—–Prof Udaya S Mishra and Dr Umakanta Sahoo
Statistics today is all-encompassing, given the digital access to information of every kind. There remains no domain beyond the purview of statistics that literally makes a living based on statistics – be it regarding weather, prices, disasters, and several other vital features. In fact, every decision, beginning with what to buy, where to invest, when to initiate an activity of what to choose depends on the statistics available on our mobile handset.
In this kind of environment, it’s extremely important to differentiate between reliable and credible statistics from that of unreliable and unscientifically derived statistics. In this environment of big data, statistics does not remain limited to a science of compilation, computation and interpretation of information in different forms, but the conversion of a wide range of information (not necessarily numeric) into a form that can be analysed for a wider understanding of social and economic transformation at large.
Statistics and the state of affairs
To comment on any state of affairs, there is a reference to statistics. In the past, we had branches like medical statistics, agricultural statistics, consumption statistics, and, at a broader level, macro and micro statistics that were distinguished in terms of aggregates and individual unit-based statistics. But now, the current state of affairs from varied lenses requires statistics to defend a viewpoint. If someone observes that a country is politically unstable, it needs to be supported with statistics to make such an observation. Similarly, to make an observation regarding socio-economic fragility, economic prosperity to social harmony needs statistics in terms of relevant indicators.
This has led to the advent of conceptualising phenomena, perceptions and behavioural domains into numeric or scaled assessments and its valuation. Every approach of this kind is initially triggered by comparison followed by valuation, and finally, their interpretation.
Credibility deficit in this incredible expansive domain of statistics
In times of inadequate and insufficient data, the little that was available to us was credible, carefully computed and never challenged. But with the progress made on computational fronts along with advances in digitalisation, information gets generated from varied sources, giving rise to confronting and conflicting figures raising the question of credibility. Plenty has its problem and aspiration for all kinds of statistics, with micro levels of disaggregation intensifying this concern further. Owing to digitalisation, a whole range of administrative statistics gets generated, which remains underutilised due to the valid reasons of them being denominator-free statistics.
At the same time, numerous surveys being conducted to generate periodic statistics on a range of phenomena have their own folly regarding their comparability and conflicting mismatch across various surveys. Temporal and cross-sectional comparability of any statistic that is generated requires a definitional compliance as regards the phenomenon. This, too, is often violated, making comparative features of statistics compromised at varied levels.

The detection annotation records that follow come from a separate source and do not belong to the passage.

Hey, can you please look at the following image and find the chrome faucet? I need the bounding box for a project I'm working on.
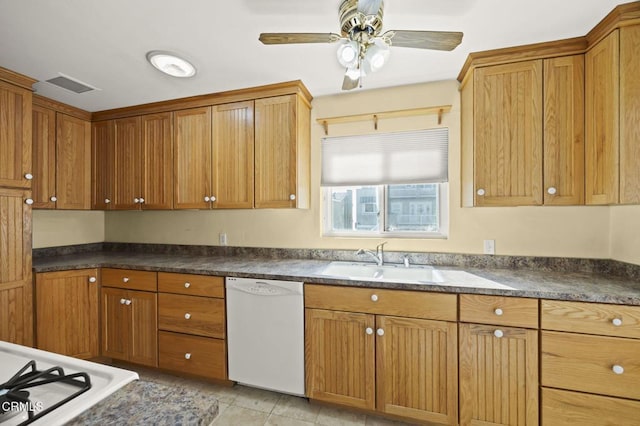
[356,241,387,266]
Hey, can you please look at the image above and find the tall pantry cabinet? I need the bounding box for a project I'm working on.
[0,68,35,346]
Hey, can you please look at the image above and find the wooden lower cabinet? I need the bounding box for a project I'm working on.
[35,269,99,359]
[305,309,458,425]
[459,323,539,425]
[102,287,158,367]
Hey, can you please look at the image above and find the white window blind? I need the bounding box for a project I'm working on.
[321,128,449,186]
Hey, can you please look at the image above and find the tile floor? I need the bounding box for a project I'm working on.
[121,365,418,426]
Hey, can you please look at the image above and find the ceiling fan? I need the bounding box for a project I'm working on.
[259,0,463,90]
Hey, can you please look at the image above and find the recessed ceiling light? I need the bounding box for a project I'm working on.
[147,50,196,78]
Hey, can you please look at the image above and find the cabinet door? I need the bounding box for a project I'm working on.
[459,323,539,426]
[91,120,115,210]
[0,81,33,188]
[173,107,213,209]
[305,309,375,410]
[138,112,173,210]
[127,290,158,367]
[376,316,458,425]
[620,25,640,204]
[36,269,99,358]
[543,55,584,205]
[0,188,33,346]
[56,112,91,210]
[212,101,254,209]
[112,117,142,210]
[585,30,620,204]
[32,105,56,209]
[101,287,131,361]
[474,60,542,206]
[255,95,298,208]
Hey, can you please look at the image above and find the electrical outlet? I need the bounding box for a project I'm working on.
[484,240,496,254]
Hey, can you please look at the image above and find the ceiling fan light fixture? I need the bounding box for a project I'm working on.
[147,50,196,78]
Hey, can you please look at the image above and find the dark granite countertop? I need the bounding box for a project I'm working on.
[67,380,218,426]
[33,247,640,306]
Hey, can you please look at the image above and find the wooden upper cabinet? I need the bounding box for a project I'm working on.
[585,30,616,204]
[0,81,33,188]
[138,112,173,210]
[91,120,115,210]
[212,101,254,209]
[173,107,214,209]
[56,112,91,210]
[32,105,56,209]
[112,117,142,210]
[620,25,640,204]
[0,187,33,346]
[474,60,542,206]
[255,95,310,208]
[543,55,584,205]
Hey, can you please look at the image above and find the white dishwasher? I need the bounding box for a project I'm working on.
[226,277,304,396]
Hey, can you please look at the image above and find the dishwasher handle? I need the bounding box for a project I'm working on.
[227,281,300,296]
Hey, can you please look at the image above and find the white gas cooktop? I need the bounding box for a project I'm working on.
[0,341,138,426]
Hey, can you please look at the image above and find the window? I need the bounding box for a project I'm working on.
[322,128,448,238]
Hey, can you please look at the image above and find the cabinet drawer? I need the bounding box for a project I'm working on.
[101,268,158,291]
[541,300,640,339]
[158,331,227,380]
[304,284,457,321]
[158,293,225,338]
[542,388,640,426]
[158,272,224,298]
[460,294,538,328]
[541,331,640,399]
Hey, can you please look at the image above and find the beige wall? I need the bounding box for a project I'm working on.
[33,81,640,264]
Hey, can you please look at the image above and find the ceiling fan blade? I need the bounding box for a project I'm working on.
[382,30,463,50]
[358,0,382,16]
[259,33,341,44]
[342,70,360,90]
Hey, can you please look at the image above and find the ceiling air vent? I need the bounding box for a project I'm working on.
[47,73,100,93]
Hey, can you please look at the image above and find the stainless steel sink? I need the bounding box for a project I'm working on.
[320,262,445,284]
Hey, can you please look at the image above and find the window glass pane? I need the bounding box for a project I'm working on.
[385,184,440,232]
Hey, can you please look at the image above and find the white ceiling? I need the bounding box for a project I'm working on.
[0,0,625,111]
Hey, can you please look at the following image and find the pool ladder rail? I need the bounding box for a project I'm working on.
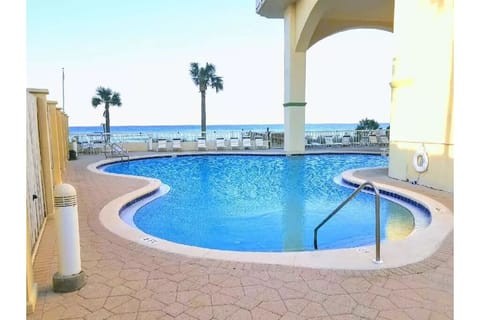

Providers of statistics need to educate the users
When information is in the public domain in the form of statistics that is universally accessible in a digital environment, its responsible reading remains the key, given its misinterpretation more than its right interpretation. Every statistic that is made available with ease to anyone and everyone is not without its conceptualisation, measurement acumen and disciplinary orientation. Such conceptualisation undoubtedly varies between varying domains like educational statistics, agricultural statistics, health statistics, medical statistics, and many others.

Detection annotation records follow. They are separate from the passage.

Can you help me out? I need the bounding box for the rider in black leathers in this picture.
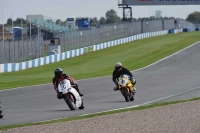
[112,62,136,93]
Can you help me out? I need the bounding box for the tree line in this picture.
[2,9,200,26]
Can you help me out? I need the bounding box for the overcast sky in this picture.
[0,0,200,24]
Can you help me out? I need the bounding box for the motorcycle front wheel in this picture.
[121,88,130,102]
[64,95,76,110]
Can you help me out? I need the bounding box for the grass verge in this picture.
[0,97,200,130]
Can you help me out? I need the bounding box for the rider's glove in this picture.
[115,80,118,85]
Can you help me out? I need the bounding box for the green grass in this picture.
[0,32,200,90]
[0,97,200,130]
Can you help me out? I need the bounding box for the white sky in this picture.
[0,0,200,24]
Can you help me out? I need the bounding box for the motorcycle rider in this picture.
[52,68,83,99]
[112,62,136,94]
[0,102,3,119]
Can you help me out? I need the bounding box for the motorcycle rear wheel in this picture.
[0,110,3,119]
[64,95,76,110]
[78,102,85,109]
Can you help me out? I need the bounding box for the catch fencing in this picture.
[0,18,195,64]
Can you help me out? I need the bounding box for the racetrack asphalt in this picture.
[0,42,200,126]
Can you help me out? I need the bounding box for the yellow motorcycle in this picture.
[118,74,135,102]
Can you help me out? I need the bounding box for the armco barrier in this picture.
[0,29,182,73]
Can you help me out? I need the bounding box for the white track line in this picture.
[34,86,200,123]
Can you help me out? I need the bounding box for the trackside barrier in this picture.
[0,29,183,73]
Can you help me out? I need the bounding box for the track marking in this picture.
[0,41,200,91]
[34,86,200,123]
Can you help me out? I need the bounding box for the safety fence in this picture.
[0,29,183,73]
[0,17,194,64]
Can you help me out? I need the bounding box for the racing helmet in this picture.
[54,68,62,78]
[115,62,122,71]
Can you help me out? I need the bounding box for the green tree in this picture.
[106,9,120,24]
[7,18,12,25]
[186,11,200,23]
[56,19,62,25]
[90,17,98,26]
[99,17,106,24]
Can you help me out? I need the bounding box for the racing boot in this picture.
[75,87,83,97]
[57,93,62,99]
[113,86,119,91]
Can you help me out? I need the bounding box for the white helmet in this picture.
[115,62,122,71]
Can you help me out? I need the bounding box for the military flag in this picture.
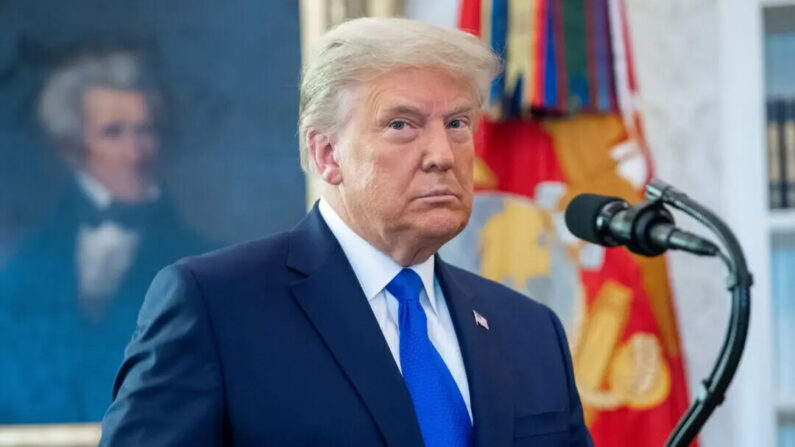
[442,0,688,447]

What is frequently observed is that there is not only indiscriminate use of these statistics for interpretation in making observations that are quite sensitive, but these are also often misinterpreted beyond proportion to generate unnecessary controversies. The available statistics, however simple, may be like rates and proportions to that of domain-specific measures and indicators. Its responsible use and interpretation remain fundamental to the claim of evidence-based valuation based on statistics.
Wisdom in the time of plenty
The multiple and widespread features of statistics not only pose a problem of reconciliation but also lead to greater misuse rather than use of the same. The use of statistics may be assumed as simplistic, but an efficient use of statistics involves an understanding of its formulation and generation along with the purpose behind the same. On many occasions, people make reference to statistics to drive home a point of argument that is truly unrealistic. Say, for instance, there is a growth in the aviation sector reflected in the quantum of air traffic, but it does not necessarily imply that air travel has become accessible to one and all.
Similarly, varying forms of deprivation gauged with statistics need to consider evolving changes. Housing deprivation yesterday was referred to as having no roof over the head, which today is to be referred to as having a house with all basic amenities. The essential dimension, therefore, is the scientific and wiser use of statistics in inferring the state of affairs and making opinions on certain phenomena.
The present statistical ecosystem is evolving at the interface of wilder databases and computerised state-of-the-art aggregation. The entire big data platform is, in many ways, the future of the unfolding statistical ecosystem. While such a platform offers a wider canvass, a cautious and responsible exploration of the same remains a challenge on one hand and an opportunity on the other to generate new frontiers of data.